What can we gain from trying to track the non-linear ways that emotion is unlocked?
This past year, my writing has been more like diary entries: emergency room visits, a major surgery, breakups, moving to a fascist, declining USA, and being attacked/groped/followed/intimidated by men (mostly young men, younger than me) five times in the last six months. That last part has had me thinking about how emboldened men feel in this sociopolitical moment. (Sidebar: if you’ve noticed something similar or have been attacked recently, I’d really like to hear—it’s been grounding to talk to others and depersonalize these experiences.)
It will probably take a while for the nonlinearity I’m interested in to reach these experiences.
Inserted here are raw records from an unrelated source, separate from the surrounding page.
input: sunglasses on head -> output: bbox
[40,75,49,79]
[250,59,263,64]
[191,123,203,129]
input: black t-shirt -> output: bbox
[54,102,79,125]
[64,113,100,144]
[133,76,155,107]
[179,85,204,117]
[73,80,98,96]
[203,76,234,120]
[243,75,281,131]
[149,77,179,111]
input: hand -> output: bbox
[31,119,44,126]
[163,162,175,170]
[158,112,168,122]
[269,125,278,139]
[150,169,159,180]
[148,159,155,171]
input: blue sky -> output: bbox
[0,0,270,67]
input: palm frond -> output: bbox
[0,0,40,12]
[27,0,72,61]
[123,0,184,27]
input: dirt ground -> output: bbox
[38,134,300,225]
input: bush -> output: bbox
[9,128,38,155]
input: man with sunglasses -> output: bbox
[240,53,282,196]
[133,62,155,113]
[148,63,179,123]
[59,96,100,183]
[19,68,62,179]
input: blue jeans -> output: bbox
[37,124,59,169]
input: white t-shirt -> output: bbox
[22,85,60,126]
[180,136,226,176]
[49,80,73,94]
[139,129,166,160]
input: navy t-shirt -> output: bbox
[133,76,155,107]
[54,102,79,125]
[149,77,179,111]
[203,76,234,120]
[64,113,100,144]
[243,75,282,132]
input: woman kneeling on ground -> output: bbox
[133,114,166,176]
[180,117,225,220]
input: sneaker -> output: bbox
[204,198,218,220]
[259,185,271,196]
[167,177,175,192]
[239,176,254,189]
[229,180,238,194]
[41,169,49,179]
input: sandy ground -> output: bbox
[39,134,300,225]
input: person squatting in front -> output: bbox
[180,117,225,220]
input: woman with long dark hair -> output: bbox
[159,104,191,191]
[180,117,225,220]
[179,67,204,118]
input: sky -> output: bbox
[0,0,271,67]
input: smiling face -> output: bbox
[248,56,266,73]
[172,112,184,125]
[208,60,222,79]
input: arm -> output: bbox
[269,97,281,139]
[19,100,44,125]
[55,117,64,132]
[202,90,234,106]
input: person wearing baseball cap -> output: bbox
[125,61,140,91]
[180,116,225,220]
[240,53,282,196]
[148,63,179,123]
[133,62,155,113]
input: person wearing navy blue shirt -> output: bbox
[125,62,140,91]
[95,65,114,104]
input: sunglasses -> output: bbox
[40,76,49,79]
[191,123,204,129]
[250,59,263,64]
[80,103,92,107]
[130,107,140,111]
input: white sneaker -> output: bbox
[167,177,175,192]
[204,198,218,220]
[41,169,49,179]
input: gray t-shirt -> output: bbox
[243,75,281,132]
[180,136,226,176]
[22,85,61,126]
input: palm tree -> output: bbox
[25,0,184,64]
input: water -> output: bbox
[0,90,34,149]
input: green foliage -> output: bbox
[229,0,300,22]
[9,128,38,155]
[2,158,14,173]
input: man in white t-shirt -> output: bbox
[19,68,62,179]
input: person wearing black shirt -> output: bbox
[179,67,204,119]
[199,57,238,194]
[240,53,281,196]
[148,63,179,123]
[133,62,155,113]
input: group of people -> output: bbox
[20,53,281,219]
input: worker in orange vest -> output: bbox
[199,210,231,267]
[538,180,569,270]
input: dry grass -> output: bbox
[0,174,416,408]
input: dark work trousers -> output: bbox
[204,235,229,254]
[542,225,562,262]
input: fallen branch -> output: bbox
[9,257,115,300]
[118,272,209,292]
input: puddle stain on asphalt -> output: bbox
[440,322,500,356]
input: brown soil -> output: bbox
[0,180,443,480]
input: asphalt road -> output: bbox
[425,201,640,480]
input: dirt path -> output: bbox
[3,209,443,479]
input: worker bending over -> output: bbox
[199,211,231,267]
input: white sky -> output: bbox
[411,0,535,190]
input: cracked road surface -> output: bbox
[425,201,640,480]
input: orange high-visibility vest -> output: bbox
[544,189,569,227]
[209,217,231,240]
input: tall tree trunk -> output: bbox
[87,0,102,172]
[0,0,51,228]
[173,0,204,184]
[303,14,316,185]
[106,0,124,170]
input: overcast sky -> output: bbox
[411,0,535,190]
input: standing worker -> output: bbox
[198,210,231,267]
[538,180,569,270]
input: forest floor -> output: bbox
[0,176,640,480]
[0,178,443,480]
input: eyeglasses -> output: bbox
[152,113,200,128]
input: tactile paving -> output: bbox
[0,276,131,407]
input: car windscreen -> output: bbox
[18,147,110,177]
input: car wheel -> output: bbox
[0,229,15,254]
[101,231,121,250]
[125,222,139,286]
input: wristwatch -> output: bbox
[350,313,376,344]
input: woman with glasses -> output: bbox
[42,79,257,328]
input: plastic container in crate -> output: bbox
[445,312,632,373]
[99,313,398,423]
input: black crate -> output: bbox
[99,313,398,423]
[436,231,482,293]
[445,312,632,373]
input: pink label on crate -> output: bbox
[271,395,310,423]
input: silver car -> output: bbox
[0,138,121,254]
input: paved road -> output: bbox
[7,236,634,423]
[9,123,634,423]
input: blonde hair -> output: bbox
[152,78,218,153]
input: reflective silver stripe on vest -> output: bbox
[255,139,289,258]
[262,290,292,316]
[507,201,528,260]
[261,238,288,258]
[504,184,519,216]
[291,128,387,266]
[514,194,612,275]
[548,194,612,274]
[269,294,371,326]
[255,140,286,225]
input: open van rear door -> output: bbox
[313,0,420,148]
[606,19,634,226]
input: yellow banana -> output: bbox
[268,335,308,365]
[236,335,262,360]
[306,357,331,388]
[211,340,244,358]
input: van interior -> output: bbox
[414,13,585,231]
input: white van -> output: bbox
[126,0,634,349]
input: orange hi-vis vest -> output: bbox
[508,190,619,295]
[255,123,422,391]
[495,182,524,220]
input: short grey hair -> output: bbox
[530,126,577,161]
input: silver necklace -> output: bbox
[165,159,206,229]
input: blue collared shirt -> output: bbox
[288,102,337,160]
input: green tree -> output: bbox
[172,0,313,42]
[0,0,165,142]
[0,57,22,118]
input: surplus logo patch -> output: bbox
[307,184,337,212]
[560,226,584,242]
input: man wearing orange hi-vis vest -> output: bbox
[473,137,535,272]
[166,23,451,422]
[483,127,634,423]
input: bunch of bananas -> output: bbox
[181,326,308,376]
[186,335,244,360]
For now, it’s hyper vigilance and self-preservation—the obvious information. But the sideways, the slant, the embodied, the way of poetry… that will be there for us when we’re ready <3.
Maybe the real lesson of the generative glitch is this: the body is always reaching for meaning before the mind can catch up. What happens when I can attune myself to that? To notice how the world rearranges itself around a longing before I name it. I don’t know where that leads, just to stay open to the strange, generous paths it offers.
To put off correction, to let the mistranslation stand. To follow it into whatever room it’s pointing toward.
I hope you are all safe and finding life-affirming delights.
Take care of yourselves and each other.
~*~*~*~*~*~*~*~*~*~
OKAY AND TO TEST THE LESSON OF NON-LINEARITY, I HAVE SOME EXCITING NEWS TO FINALLY OFFICIALLY SHARE:
🎉 My debut book of poems is forthcoming with House of Anansi in April 2027 :)))) 🎉
Thank you to so many, but particularly the incredible mentorship I received for this work from Sheryda Warrener and Sonnet L’Abbe, plus important insights and supports from Billy-Ray Belcourt, Gabby Bates, aracelis girmay, and the many new frands I made along the way, and wâpanatâhk (aka Brandi Bird) for connecting me with House of Anansi <333. I’m still ISO a title; I can feel it approaching.
<3333
Dora






>”It makes me wonder how much of living is just this: a constant translating between what the world touches and what the body understands, long before language gets involved.”
I’m drawn to the procedural metaphor—‘a constant translating.’ It frames pre-linguistic, bodily experience not as something fixed or mystical, but as an ongoing activity—something dynamic rather than given. That sense of motion feels closer to what being alive actually entails.
Congratulations on the book🌹
Love this update and so excited for the book release. 2027 doesn’t feel that far away anymore!